Fish A La Nantaise
|Butter||1 Ounce (25 Gram)|
|Fish stock/Water||1 Cup (16 tbs)|
|Mushrooms||10 Ounce (250 Gram)|
|Lemon juice||3 Tablespoon (Approximately)|
|Cream cheese||4 Ounce (1 Package, 100 Gram)|
|Flour||1 1⁄2 Tablespoon|
|Parsley||1 Tablespoon, chopped|
1) Whole fish shuld be preferred, but without gills.
2) Cut off the fins and scrape the inside of the fish thoroughly.
3) Sprinkle salt over fish and let it stand for 15 minutes.
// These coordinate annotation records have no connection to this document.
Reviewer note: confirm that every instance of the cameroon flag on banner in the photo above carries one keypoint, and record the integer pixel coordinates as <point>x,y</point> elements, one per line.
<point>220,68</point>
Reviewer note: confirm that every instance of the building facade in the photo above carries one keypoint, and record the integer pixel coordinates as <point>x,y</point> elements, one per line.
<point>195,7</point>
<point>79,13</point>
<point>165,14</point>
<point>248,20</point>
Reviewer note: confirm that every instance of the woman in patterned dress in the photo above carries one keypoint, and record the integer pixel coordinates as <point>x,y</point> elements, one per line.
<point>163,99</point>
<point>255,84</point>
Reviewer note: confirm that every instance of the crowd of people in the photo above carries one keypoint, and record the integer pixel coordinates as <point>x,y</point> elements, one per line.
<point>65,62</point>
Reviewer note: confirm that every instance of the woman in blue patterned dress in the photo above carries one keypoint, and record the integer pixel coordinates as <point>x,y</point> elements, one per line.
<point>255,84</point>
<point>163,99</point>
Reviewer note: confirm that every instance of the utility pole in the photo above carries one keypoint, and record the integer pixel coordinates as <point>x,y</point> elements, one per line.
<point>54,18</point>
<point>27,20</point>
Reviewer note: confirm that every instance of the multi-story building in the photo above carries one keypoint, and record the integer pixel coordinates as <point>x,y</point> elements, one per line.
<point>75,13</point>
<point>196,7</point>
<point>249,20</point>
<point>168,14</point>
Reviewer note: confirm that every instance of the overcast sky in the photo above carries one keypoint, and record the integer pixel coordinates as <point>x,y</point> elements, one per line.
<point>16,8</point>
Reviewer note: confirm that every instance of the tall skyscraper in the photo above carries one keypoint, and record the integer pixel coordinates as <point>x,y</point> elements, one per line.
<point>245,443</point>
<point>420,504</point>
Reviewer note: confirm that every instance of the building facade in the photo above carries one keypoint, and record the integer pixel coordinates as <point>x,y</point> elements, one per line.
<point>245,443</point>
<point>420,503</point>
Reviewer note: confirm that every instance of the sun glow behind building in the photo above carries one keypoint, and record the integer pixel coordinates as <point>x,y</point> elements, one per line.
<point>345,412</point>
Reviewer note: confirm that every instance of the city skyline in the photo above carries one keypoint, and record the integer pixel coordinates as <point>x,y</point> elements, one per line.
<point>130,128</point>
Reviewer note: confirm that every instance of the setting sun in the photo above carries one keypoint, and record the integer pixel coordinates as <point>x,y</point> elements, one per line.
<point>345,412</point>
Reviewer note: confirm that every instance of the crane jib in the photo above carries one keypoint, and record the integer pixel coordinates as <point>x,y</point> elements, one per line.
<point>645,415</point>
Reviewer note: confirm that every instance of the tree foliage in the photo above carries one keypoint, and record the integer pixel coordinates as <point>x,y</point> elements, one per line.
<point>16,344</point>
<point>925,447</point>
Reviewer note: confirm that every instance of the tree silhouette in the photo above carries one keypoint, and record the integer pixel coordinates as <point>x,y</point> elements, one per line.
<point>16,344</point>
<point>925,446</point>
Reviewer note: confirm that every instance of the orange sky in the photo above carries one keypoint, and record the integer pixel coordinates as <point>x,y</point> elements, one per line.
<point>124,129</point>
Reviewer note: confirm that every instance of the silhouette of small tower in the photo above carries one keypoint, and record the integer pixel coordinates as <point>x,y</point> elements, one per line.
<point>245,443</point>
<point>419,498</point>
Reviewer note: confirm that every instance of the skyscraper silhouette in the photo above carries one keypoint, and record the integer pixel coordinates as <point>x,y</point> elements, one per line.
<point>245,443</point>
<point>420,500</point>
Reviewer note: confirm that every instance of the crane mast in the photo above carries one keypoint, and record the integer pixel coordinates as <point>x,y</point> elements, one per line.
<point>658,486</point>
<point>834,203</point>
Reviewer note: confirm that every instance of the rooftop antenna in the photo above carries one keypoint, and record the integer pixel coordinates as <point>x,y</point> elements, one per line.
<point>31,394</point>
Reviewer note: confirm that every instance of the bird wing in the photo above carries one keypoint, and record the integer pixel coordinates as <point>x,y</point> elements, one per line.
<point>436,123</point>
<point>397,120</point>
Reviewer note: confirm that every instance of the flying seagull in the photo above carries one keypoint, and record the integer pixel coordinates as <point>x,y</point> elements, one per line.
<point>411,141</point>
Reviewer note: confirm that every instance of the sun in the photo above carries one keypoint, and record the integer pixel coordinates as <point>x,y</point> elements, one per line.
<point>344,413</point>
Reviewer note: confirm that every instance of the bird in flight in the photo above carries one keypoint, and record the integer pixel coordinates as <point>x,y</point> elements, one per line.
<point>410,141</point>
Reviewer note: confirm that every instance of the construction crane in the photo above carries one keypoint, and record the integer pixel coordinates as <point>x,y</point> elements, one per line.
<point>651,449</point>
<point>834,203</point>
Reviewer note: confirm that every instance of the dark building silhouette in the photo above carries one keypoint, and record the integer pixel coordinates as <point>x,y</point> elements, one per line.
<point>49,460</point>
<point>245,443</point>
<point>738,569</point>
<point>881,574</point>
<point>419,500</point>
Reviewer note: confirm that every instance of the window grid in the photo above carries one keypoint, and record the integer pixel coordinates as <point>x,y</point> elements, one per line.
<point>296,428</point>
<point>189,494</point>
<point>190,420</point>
4) Rinse the fish and make it dry.
5) Clean the vegetables and dice the carrots.
6) Slice the leeks with more green part and finely chop the onions.
7) In a pan, saute the vegetables except mushrooms, in butter until tender but do not brown them.
8) In a well-greased ovenproof dish, pour the veggies.
9) Cover them with fish stock or water.
10) Place raw mushrooms in between the veggies.
11) Sprinkle lemon juice, salt and pepper over fish and place it on top of vegetables.
12) Blend the softened cream cheese with flour and enough milk to make the cheese spread easily.
13) Spread evenly the cheese over the fish.
14) Place the dish in the oven at 150°C (300°F) for 3/4 hour until the fish and vegetables are tender.
15) Serve the creamy fish as main dish.